Kirchenkreis Saar-West: Rahmenplan für die Zukunft des Pfarrdienstes vorgestellt


Gebietsübergreifende Zusammenarbeit unter den Kirchengemeinden soll in Zukunft im Evangelischen Kirchenkreis Saar-West verbindlich werden. Das sehen die Planungen des Kreissynodalvorstands vor, die auf der Frühjahrs-Synode des Kirchenkreises präsentiert wurden.

Hintergrund sind Prognosen der Landeskirche, wonach die Anzahl an Gemeindepfarrstellen aufgrund der demographischen Entwicklung und wegen des Mangels an Nachwuchs für den Pfarrdienst bis zum Jahr 2030 von derzeit 31 auf ca. 20 zurückgehen wird.

Um dem zu begegnen ist geplant, dass sich die Kirchengemeinden in sieben Regionen organisieren, die gemeinsam ein Rahmenkonzept entwickeln, um den Pfarrdienst in der Region langfristig sicherzustellen.
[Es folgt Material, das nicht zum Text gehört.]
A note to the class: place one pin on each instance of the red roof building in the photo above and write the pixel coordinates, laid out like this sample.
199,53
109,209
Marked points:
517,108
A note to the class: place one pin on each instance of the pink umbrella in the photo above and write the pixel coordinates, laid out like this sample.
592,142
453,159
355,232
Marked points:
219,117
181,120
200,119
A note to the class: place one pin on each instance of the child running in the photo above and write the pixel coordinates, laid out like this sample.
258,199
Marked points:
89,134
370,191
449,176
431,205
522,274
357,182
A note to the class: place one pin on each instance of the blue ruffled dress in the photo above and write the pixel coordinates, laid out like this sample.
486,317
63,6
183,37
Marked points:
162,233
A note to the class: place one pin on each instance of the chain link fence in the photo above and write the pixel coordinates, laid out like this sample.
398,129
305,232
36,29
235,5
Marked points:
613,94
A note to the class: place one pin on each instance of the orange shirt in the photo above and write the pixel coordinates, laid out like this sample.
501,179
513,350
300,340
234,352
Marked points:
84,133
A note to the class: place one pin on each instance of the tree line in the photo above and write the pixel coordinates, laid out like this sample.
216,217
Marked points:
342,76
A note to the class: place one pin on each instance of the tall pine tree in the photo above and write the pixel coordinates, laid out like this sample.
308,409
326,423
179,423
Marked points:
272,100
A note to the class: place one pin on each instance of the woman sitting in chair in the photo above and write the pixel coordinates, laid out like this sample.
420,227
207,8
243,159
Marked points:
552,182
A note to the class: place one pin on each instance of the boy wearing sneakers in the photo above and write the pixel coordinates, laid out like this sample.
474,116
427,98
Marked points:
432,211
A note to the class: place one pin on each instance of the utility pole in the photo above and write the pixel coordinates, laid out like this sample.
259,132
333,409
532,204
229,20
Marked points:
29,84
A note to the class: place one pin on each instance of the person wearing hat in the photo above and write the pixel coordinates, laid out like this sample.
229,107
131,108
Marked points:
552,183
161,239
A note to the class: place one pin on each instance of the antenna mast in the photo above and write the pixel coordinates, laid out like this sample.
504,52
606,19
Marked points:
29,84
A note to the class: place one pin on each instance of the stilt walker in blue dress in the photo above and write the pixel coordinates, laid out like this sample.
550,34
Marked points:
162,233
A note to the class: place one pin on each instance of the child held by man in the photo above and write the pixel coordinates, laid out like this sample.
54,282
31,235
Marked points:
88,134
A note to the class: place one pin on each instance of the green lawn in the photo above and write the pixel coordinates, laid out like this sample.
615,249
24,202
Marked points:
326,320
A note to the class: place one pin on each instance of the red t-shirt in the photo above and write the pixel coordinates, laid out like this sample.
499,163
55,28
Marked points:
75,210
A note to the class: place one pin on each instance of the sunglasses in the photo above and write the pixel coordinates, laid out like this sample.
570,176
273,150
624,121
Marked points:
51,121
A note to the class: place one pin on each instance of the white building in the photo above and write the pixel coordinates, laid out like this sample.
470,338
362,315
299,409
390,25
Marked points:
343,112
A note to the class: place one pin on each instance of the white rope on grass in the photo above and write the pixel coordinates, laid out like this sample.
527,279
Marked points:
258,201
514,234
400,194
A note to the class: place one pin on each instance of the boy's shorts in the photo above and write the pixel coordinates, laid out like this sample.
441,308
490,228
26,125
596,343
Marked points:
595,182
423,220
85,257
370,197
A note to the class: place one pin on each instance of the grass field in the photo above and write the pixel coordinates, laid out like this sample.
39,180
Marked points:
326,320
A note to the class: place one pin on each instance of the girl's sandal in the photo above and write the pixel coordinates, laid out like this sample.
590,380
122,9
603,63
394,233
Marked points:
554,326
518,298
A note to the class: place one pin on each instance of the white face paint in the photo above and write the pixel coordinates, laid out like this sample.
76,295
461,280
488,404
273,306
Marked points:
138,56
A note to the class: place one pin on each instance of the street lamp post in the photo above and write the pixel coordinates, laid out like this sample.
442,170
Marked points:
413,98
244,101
Zukünftig soll ein solches Konzept Voraussetzung dafür sein, dass vakante Pfarrstellen wieder zur Besetzung freigegeben werden.
Mögliche Optionen für die regionale Zusammenarbeit sind beispielsweise ein pfarramtlicher Verbund, die Bildung einer übergeordneten Gesamtkirchengemeinde oder die Fusion mehrerer Kirchengemeinden zu einer größeren Einheit. Auch die Verlagerung einzelner Aufgabengebiete und die Zusammenarbeit mit sogenannten Funktionspfarrer*innen ist denkbar.

Eine Gemeindefusion hat Pfarrerin Jutta Seibert aus Gersweiler in den 2000ern bereits hinter sich. Damals war schon klar, dass der damalige Kollege der Nachbarkirchengemeinde Klarenthal in nächster Zeit in den Ruhestand tritt und die Pfarrstelle danach nicht mehr in vollem Stellenumfang ausgeschrieben werden kann.
„Wir wollten frühzeitig Weichen stellen, um längerfristig zukunftsfest zu werden“, sagt Seibert, die in der Synode über ihre Erfahrungen berichtete. Gemeinsam entschieden sich beide Gemeinden für eine engere Zusammenarbeit, die 2008 in die Fusion zur Kirchengemeinde Gersweiler-Klarenthal mündete. Die Zusammenführung sei weit mehr als ein formaler Akt gewesen, so Seibert. Vielmehr sei Beziehungsarbeit über einen längeren Zeitraum notwendig gewesen, davor und danach. Denn natürlich gab es Konflikte und auch schmerzhafte Entscheidungen, die getroffen werden mussten. Trotzdem würde Seibert diesen Weg wieder gehen, wenn auch nicht um jeden Preis. „Fusion bedeutet intensiven Kontakt auf allen Ebenen. Wertschätzende Zusammenarbeit der Partner ist wesentlich“, ist sie sich sicher. Wenn sich im Zuge der Gespräche erhebliche Unterschiede zwischen den Parteien ergäben, müsse man sich mehr Zeit nehmen – oder über andere Wege der Zusammenarbeit nachdenken.

„Wir wissen nicht, was das Beste ist für eine Region. Wir wissen nur, dass es Handlungsbedarf gibt, dringenden Handlungsbedarf“, stellt Christian Weyer, Superintendent des Kirchenkreises, klar. Denn bis 2030 werden mindestens neun Pfarrerinnen und Pfarrer in den Ruhestand treten, nicht alle Pfarrstellen können wiederbesetzt werden.
Der Kreissynodalvorstand schreibe ausdrücklich keine einheitlichen Maßnahmen für die Gemeinden vor. Aber es brauche ein zukunftsfähiges Konzept, das könne und müsse in den Regionen geleistet werden. Bis in den Herbst haben die Kirchengemeinden nun Zeit, sich zu den Vorschlägen zu verhalten, eine Beschlussfassung ist für die Kreissynode im November vorgesehen.

Die 102 Synodalen aus den 26 Kirchengemeinden wählten außerdem Miriam Lehberger (Kgm. Völklingen-Versöhnung) und Steffi Frohmann (Kgm. Güchenbach) zu stellvertretenden Mitgliedern des Kreissynodalvorstands. Corona-bedingt fand die Tagung wieder als Videokonferenz statt.

 

Der Evangelische Kirchenkreis Saar-West gehört zur Evangelischen Kirche im Rheinland. Er erstreckt sich von Rilchingen-Hanweiler im Osten entlang der Saar bis nach Perl im Westen und bis Lebach und Wadern im Norden des Saarlandes. Derzeit leben dort gut 76.000 Protestanten in 26 Gemeinden. Sitz der Superintendentur ist Saarbrücken. Superintendent ist derzeit Pfarrer Christian Weyer.